She waits a whole minute - times it by the clock he keeps on his bookshelf - and then says, “Sajang-nim.”
“How?” He turns quickly, hands landing on the back of his leather chair as he looks at her darkly. “How have I got such incompetent employees that they’d miss this?”
Her throat feels tight. Is he talking about her?
“I’ll call Legal in.”
He stares at her, and she thinks she sees the moment he realizes she’s afraid she’s let him down.
“I’m not mad at you.” It sounds sincere.

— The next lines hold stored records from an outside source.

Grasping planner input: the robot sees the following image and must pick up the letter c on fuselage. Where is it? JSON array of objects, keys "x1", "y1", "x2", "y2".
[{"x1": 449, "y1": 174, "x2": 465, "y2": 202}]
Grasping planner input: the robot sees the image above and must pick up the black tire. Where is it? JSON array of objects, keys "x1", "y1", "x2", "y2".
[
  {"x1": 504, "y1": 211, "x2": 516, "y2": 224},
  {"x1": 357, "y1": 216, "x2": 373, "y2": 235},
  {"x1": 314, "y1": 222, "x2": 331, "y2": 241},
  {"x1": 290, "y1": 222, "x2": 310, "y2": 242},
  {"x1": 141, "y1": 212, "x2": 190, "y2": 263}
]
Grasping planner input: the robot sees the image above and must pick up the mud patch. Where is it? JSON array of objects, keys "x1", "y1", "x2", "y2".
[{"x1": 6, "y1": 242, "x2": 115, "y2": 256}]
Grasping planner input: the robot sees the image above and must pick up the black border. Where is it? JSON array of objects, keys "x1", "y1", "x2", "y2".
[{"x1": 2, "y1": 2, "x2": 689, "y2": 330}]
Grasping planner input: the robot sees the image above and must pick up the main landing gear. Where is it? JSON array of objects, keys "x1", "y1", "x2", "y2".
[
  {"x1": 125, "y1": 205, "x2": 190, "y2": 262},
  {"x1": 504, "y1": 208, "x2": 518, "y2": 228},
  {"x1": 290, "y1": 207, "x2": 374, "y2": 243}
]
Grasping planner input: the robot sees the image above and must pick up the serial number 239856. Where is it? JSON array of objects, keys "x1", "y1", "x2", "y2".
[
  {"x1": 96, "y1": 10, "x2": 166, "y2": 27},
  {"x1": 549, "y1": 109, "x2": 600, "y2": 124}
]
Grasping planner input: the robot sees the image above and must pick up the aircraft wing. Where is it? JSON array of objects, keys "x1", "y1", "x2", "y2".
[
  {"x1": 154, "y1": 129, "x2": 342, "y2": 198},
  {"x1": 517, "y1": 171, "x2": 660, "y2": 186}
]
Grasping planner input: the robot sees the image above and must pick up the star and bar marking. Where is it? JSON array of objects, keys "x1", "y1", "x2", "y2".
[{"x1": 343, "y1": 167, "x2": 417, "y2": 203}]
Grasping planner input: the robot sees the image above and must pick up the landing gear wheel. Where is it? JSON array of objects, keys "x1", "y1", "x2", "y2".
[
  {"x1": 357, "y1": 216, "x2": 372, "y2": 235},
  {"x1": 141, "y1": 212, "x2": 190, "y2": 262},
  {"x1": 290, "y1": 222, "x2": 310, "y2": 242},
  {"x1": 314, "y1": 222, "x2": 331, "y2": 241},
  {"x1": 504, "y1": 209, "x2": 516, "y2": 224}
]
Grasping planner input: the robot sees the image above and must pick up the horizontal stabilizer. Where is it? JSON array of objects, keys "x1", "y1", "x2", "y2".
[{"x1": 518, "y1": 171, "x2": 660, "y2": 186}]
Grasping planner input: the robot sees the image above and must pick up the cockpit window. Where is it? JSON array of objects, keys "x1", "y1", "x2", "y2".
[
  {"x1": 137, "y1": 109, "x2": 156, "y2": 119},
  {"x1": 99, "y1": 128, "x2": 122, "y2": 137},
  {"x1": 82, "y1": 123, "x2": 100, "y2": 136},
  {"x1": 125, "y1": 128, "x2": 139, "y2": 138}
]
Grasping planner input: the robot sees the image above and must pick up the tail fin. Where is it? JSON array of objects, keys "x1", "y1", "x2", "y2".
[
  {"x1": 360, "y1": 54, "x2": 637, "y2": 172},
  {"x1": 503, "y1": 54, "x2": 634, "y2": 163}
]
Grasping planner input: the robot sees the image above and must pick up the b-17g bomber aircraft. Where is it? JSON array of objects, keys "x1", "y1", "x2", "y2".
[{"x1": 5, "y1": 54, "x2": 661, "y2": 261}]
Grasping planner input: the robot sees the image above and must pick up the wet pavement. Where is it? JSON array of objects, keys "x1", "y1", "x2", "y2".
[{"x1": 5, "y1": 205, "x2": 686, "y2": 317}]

Truthful. Still tense and angry, but at least not directed at you. “You’re my EA. I don’t expect you to run the fucking company.”
Right. Right, she’s just some 24 year old girl with a part of a law degree and too much ambition.
“Anyone else you’d like to speak to?”
His brow furrows. “What?”
She isn’t going to be needy and emotional about her own shit when he’s facing a bit of a crisis.
“Who else do you want to speak to?”
He rounds the desk. “You.” It’s soft and insistent, and he crosses his arms and leans back against the desk. “You didn’t do anything wrong. Don’t be upset with yourself.”
“Right. I’m your EA.”
She looks right at him and he stares a second and then seems to realize what he’s done.
“You’re not just…” He closes his eyes, sighs. “I didn’t mean it like that. You do more than half the people here. This isn’t your fault.”
“Okay.” He wants to touch her. She can tell. She wants that, too. “Who are you going to fire?”
He chuckles. “I haven’t decided yet. Maybe a few of them. Talk to Finance and see if we can recover…” She turns her notepad around to show him that it’s already written down. “Good girl.”
Their eyes meet and a beat passes between them. He’s never called her that here.
Before she steps away, she says, “Come over later,” and he smiles for the first time in an hour.
She can hear him yelling the rest of the afternoon. To the people in his office and to people on the phone.
When he shows up at her door later and steps into her apartment for the first time, he lets out a long breath like he feels good. Better. Calmer. She pulls him to her bed and they talk and he rests his head on her chest while they’re still fully clothed.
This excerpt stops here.